Tarun Upaday.

Thinking in Public

Tim Cook's legacy.

Most CEOs leave too late. They ride the curve past its peak, mistake their own presence for the company’s momentum, and hand over a business they’ve quietly started to damage. Tim Cook announced his retirement this week, and when I think about the legacy he leaves behind, the thing that strikes me hardest isn’t a product or a number. It’s the timing. He is leaving at exactly the right moment, for exactly the right reasons. That is rarer than it sounds.

Following Jobs

Every reasonable observer called following Jobs an impossible job. There are fair arguments about where Cook’s Apple fell short, but on the central question — could he scale Jobs’s vision without losing what made Apple Apple — the answer is yes. He built the biggest possible version of the company without losing its values. That is the work.

The discipline to say no

The underrated part of the Cook era is everything he declined to do. Apple sat out the AI arms race while Google faked Gemini demos, Meta burned tens of billions chasing superintelligence, and Microsoft jammed Copilot into everything it owns — and Cook killed the car project before it could torch $200B. Very few executives at his scale have both the authority to spend that money and the restraint not to.

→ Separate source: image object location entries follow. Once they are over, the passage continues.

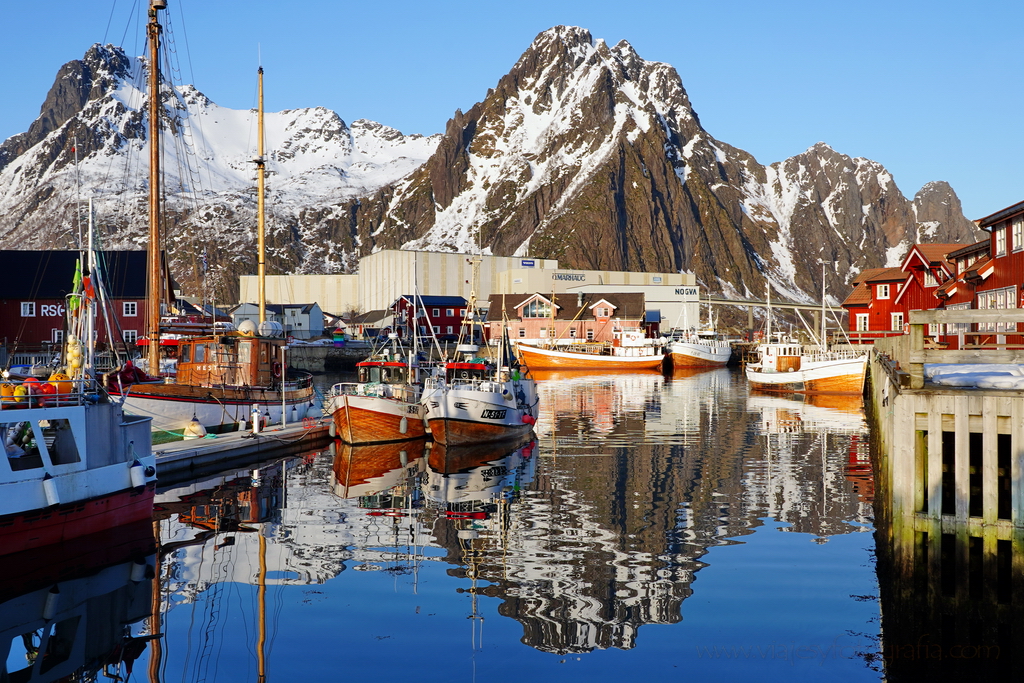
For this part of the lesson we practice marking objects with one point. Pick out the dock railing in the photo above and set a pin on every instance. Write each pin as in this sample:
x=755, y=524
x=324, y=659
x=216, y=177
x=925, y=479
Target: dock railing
x=908, y=353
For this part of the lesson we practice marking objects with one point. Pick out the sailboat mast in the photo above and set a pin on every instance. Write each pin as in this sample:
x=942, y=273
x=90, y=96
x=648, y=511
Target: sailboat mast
x=154, y=269
x=260, y=188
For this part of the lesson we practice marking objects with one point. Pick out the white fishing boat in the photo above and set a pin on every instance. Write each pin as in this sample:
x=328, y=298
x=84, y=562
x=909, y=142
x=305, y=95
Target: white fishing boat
x=224, y=379
x=698, y=350
x=786, y=366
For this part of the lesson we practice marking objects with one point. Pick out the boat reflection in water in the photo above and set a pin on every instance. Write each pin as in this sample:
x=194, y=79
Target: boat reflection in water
x=69, y=611
x=805, y=483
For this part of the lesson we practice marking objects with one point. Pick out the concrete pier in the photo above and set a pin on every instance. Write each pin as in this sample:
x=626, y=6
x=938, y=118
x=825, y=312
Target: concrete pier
x=179, y=460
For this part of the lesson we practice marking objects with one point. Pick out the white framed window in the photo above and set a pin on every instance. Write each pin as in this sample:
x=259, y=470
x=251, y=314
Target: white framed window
x=1000, y=241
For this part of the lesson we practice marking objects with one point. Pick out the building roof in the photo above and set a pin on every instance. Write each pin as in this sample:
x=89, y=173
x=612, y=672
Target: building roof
x=935, y=254
x=999, y=215
x=977, y=247
x=278, y=308
x=570, y=305
x=433, y=300
x=50, y=274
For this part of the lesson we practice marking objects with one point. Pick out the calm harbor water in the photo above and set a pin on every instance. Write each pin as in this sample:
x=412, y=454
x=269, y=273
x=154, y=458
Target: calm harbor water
x=672, y=526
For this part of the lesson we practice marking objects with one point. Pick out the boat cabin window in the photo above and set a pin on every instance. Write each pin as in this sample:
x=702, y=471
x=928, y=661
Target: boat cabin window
x=466, y=371
x=20, y=445
x=59, y=441
x=245, y=352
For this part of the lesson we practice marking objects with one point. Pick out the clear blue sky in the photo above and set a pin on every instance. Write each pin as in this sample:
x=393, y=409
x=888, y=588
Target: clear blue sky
x=928, y=89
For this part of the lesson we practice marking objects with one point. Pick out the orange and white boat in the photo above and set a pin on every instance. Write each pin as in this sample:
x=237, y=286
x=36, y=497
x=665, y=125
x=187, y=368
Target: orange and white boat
x=629, y=350
x=384, y=404
x=477, y=401
x=788, y=367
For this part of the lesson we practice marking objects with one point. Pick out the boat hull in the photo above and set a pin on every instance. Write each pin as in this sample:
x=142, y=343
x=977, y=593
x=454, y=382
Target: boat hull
x=359, y=420
x=61, y=523
x=838, y=377
x=541, y=358
x=218, y=409
x=687, y=354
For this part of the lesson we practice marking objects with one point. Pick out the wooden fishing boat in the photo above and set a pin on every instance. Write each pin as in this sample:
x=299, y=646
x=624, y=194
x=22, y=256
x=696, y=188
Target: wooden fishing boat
x=384, y=404
x=696, y=350
x=788, y=367
x=222, y=380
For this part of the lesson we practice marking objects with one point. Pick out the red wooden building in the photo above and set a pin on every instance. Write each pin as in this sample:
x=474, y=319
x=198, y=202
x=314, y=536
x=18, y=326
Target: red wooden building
x=34, y=296
x=883, y=298
x=591, y=316
x=442, y=315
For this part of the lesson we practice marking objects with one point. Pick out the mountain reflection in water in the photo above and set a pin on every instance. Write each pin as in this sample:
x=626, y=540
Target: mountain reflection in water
x=556, y=555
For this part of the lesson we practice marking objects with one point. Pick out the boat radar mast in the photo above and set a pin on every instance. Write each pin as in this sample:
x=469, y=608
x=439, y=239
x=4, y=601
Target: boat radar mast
x=155, y=270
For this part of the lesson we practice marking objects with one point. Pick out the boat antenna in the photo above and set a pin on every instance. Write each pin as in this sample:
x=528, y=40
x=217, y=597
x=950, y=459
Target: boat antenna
x=260, y=189
x=155, y=266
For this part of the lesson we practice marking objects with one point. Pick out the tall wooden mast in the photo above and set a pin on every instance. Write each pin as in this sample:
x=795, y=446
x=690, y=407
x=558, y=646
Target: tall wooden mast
x=260, y=187
x=155, y=268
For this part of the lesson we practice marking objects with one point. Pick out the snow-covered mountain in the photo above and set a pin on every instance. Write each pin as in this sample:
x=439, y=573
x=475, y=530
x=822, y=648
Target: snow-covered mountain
x=96, y=112
x=588, y=154
x=584, y=152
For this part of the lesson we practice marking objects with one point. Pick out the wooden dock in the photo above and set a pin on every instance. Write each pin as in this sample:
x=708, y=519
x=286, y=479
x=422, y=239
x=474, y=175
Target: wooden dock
x=179, y=460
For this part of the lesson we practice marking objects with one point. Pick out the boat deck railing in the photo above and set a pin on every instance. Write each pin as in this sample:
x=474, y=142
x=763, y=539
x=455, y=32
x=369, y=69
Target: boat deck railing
x=401, y=392
x=44, y=393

The same discipline shows up in how Apple treats its workforce. No covid-era hiring spree, and therefore no mass layoffs to atone for one. Average tenure dwarfs every other company at this scale. The engineering culture is a real thing, not a recruiting slogan. If you’ve worked in the industry over the last five years, you know how unusual that is.

Privacy as a differentiator

Apple’s position on privacy is, at this point, rare enough in big tech to count as a product feature in its own right. In a market where the default business model is to harvest behavior and resell attention, a company that simply refuses — and refuses loudly, and ships hardware that enforces the refusal — is a meaningful outlier. I hope whoever comes next understands that privacy is not a marketing posture they can quietly soften when the quarter gets tight. It is one of the clearest moats Apple has, and the one most likely to be missed until it’s gone.

Knowing when to leave

Tech is about to change shape again. I don’t know what Steve Jobs would have made of this moment — or where the industry would be if he were still around — but the next evolution is clearly due and not yet visible. It isn’t obvious that Cook is the CEO to see it through. I suspect he knows that, which is why the timing feels right rather than abrupt. A lot of leaders cannot let go until the damage is already done. Cook is leaving while the company is still strong, with a planned handoff and a clear successor, and is taking the chairman role rather than clinging to operational power. That restraint is its own kind of genius.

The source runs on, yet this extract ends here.